To help reach more children, Gus drove a Walker Scottish Rite Clinic outreach van and Lillie rode along, taking the speech therapists to various small towns outside of St. Louis where the Walker Clinic provided services. While the therapists were busy working with children, Lillie and Gus would explore the town and distribute literature about the Clinic. Gus drove the van until he was about 85 years old, when he decided he was too old to continue.
“I was raised in Leslie, Missouri, and felt comfortable being in all the small towns,” Lillie said. “We appreciated spending that time together and helping the Clinic. And, we always attended fundraisers and supported the golf tournament.”
Lillie continued to come into the Clinic about once a week, depending on what was needed. “I really enjoyed taking care of the photos of families and making sure they were included chronologically in an album. It was so nice to have pictures of the children, catching them when they were engaged in a special activity,” Lillie added.
Since 2012, Lillie has lived in an independent living center. She supports the Clinic monetarily, adding “leaves to the Giving Tree” on the Clinic wall every year. While she says she misses the direct activity, she recognizes that things change as you age. She loves a good book and likes to sew and do embroidery.
A commitment to volunteerism is often passed from one generation to the next, as parents and grandparents serve as role models. That was the case for Ryan Cockerham, ’14, who says he has been a volunteer for most of his life.
“I was born and raised with six siblings in an environment of giving and service, thanks to my parents and grandparents,” said Cockerham. “Giving back has always been part of our lives. I have been blessed to have opportunities that bring me joy on an intrinsic level because it’s not something I have to go out and find, it’s natural and meaningful.”
Cockerham has been involved with the DeMolay Youth Organization, a worldwide organization that develops leadership skills and encourages youth-led responses to community needs, such as hunger, homelessness, illness, and veterans’ causes.

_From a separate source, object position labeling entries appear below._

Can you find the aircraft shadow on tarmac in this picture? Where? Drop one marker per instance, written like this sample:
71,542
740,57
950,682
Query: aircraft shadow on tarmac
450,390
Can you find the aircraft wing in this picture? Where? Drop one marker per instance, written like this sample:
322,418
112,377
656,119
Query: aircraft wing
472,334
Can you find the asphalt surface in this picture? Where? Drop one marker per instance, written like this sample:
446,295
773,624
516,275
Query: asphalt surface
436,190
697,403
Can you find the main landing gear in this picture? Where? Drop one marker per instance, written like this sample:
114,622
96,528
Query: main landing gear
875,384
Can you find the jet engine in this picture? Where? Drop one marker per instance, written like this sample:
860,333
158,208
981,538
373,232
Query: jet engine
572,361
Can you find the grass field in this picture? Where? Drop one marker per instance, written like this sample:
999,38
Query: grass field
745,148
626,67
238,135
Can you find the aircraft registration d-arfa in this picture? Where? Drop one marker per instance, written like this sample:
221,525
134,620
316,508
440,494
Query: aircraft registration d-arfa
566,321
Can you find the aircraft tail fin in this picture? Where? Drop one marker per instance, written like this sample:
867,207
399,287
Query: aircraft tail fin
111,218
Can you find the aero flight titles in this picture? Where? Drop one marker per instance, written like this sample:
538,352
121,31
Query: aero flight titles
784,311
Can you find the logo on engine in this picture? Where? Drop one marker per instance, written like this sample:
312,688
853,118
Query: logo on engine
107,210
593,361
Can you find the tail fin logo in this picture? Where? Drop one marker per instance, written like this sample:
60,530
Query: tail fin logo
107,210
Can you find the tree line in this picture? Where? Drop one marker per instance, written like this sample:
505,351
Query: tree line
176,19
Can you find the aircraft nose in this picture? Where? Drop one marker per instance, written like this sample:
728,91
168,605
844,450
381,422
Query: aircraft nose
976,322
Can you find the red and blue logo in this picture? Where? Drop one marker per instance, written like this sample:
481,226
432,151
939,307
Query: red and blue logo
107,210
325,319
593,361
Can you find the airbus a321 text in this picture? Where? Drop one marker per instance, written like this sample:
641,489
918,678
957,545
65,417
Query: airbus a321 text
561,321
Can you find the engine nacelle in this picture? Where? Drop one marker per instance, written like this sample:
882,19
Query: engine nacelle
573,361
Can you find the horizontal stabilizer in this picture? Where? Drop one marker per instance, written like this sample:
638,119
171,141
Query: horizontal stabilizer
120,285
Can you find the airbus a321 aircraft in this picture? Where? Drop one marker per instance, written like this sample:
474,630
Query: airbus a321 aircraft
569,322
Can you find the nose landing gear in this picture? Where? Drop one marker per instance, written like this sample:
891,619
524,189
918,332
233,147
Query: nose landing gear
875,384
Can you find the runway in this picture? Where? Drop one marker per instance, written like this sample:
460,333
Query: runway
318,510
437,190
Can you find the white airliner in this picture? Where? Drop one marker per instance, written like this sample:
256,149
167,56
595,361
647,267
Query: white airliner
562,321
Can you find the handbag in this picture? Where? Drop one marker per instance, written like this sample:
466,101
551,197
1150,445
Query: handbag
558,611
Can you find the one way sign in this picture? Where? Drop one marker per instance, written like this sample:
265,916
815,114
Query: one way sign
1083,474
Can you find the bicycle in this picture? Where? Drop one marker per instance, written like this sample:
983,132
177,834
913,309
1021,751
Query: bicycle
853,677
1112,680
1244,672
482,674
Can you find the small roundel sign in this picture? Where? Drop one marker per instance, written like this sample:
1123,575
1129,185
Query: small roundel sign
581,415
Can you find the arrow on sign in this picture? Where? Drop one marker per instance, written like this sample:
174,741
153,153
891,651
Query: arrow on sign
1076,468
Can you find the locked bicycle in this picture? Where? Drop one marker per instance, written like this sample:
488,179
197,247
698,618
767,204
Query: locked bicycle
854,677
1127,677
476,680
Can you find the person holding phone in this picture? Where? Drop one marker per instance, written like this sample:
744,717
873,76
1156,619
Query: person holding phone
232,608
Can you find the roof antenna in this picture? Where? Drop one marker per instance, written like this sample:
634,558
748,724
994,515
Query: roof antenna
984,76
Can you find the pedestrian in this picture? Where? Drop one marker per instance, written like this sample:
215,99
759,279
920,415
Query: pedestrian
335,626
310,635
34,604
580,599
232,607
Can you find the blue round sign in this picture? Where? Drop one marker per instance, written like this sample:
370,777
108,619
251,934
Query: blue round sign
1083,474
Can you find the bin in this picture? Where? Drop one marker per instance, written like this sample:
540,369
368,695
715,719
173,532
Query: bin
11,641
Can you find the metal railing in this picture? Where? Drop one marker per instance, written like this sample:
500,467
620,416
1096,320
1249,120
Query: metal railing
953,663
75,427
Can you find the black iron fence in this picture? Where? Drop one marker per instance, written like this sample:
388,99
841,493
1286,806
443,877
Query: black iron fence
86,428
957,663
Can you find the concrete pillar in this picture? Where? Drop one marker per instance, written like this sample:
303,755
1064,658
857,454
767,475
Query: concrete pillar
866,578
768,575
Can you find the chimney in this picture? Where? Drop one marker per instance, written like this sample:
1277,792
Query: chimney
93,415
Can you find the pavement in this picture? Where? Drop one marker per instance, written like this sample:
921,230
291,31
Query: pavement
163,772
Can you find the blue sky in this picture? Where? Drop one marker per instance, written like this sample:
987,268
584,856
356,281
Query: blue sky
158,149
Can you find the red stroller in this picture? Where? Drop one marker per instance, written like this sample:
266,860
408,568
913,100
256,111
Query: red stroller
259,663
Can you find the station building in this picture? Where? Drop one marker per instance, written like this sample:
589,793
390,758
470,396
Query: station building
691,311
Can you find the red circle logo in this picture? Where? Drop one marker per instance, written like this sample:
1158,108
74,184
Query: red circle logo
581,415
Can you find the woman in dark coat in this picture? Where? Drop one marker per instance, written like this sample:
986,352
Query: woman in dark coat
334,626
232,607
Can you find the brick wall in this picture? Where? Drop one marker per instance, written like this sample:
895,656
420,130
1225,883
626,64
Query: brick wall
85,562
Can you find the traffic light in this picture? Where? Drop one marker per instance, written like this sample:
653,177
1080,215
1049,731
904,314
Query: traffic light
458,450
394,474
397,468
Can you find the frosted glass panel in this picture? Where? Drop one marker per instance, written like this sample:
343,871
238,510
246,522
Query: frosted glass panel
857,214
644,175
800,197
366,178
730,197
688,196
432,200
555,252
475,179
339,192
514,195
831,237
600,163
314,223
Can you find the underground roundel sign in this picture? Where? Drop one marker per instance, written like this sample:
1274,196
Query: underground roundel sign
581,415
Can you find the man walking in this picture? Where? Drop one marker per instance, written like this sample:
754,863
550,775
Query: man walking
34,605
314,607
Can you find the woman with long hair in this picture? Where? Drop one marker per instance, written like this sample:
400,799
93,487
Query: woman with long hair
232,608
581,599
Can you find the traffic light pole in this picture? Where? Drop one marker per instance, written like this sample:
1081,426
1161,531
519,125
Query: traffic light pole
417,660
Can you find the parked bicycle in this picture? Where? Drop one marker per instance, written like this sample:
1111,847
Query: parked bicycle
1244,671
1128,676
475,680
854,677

Service partner foundations include the Scottish Rite RiteCare Speech and Language Clinics for children, Shriners Hospitals for Children, Relay for Life and many more worthwhile causes worldwide.
During his active youth years with DeMolay, Cockerham served as leader for the State of Missouri and represented the Scottish Rite RiteCare Speech and Language Clinic, which has 180+ nationwide clinics. He considers the Walker Clinic at Maryville the flagship program in the U.S. While earning his degree in communications at Maryville, Cockerham created an educational and promotional video for the Clinic.
“I’ve always been fascinated by language and how human beings historically progressed through the evolution of language,” he said. “To help children express themselves, by giving them a way to speak and communicate effectively and openly, is one of the most crucial issues on our planet.”
Currently, Cockerham works with Sheri Mistretta, executive director of The LIGHT Foundation. The foundation was founded in 2016 by the Cockerham family and close friends, with the shared mission to generate leadership and development opportunities for today’s youth.
Cockerham supports the needs of both the Walker Clinic and Kids Rock Cancer. He is also involved with special events and fundraising programs for these special services, such as the annual golf tournament and Trivia Night.
“These relationships organically developed over time,” Cockerham explained. “When I came across Kids Rock Cancer, I was naturally drawn to help this program, as I am an avid musician and true believer in the healing value of music therapy. Humankind is just beginning to touch the surface of scientific understanding of what’s possible through music, and being able to see these unique opportunities brought to children ― especially children in need ― has been rewarding beyond measure. I like to share my passions with others.”